You are viewing a plain text version of this content. The canonical link for it is here.

Posted to user@tika.apache.org by Thinus Prinsloo <th...@pinkmatter.co.za> on 2012/05/29 15:30:43 UTC

Parse metadata only

Hey all - I hope this is the right place to ask.  Feel free to point me
somewhere else if needed.

 

I would like to parse the meta-data of a massive amount of PDF files only.
I do not want to extract the text, not yet anyway, only get meta-data
information such as "Creation-Date", etc.  Is it possible for Tika to
provide the meta-data without doing a parse on the whole document (with a
content handler, etc.)?

 

Thanks!

 

Regards,

Thinus

Re: Parse metadata only

Posted by Nick Burch <ni...@alfresco.com>.

On Tue, 29 May 2012, Thinus Prinsloo wrote:
> I would like to parse the meta-data of a massive amount of PDF files 
> only. I do not want to extract the text, not yet anyway, only get 
> meta-data information such as "Creation-Date", etc.  Is it possible for 
> Tika to provide the meta-data without doing a parse on the whole 
> document (with a content handler, etc.)?
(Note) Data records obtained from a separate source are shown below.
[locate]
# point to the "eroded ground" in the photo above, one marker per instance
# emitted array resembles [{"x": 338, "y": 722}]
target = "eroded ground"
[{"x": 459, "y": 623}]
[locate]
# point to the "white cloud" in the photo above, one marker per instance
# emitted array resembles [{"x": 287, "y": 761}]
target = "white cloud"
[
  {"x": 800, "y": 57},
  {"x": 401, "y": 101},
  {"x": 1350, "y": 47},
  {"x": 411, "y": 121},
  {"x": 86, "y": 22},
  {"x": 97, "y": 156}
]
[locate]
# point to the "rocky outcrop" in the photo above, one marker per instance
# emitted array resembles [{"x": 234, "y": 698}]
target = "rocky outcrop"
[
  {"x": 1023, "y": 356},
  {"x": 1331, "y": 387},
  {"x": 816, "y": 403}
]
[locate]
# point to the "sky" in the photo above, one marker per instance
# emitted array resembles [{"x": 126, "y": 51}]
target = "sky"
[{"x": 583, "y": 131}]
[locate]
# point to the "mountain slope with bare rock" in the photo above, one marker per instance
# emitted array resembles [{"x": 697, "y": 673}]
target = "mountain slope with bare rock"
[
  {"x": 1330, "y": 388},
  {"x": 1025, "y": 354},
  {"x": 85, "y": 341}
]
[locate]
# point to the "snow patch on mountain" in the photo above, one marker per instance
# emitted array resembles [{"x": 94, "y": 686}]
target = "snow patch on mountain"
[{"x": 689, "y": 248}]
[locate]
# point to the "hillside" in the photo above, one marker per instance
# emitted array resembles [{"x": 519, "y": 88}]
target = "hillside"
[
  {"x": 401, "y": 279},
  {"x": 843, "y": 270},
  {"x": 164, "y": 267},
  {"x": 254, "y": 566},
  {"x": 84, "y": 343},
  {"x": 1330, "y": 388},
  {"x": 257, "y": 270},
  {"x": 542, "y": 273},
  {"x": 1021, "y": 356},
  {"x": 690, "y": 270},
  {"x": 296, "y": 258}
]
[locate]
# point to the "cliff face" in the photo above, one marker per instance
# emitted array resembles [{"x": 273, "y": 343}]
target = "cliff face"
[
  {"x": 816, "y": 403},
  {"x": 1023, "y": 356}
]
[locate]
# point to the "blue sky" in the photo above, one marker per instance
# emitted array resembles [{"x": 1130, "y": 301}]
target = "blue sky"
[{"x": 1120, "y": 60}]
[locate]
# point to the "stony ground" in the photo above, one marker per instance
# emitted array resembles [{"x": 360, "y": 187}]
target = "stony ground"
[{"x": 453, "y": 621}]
At the moment, that's not possible. Most file formats don't have all their 
metadata in entirely separate places, so you end up having to process 
almost all of the file anyway. (There has been talk about implementing 
this in the past, but this problem has largely meant it hasn't been 
tackled)

If you don't want the text, you can just pass in a content handler that
ignores everything

Nick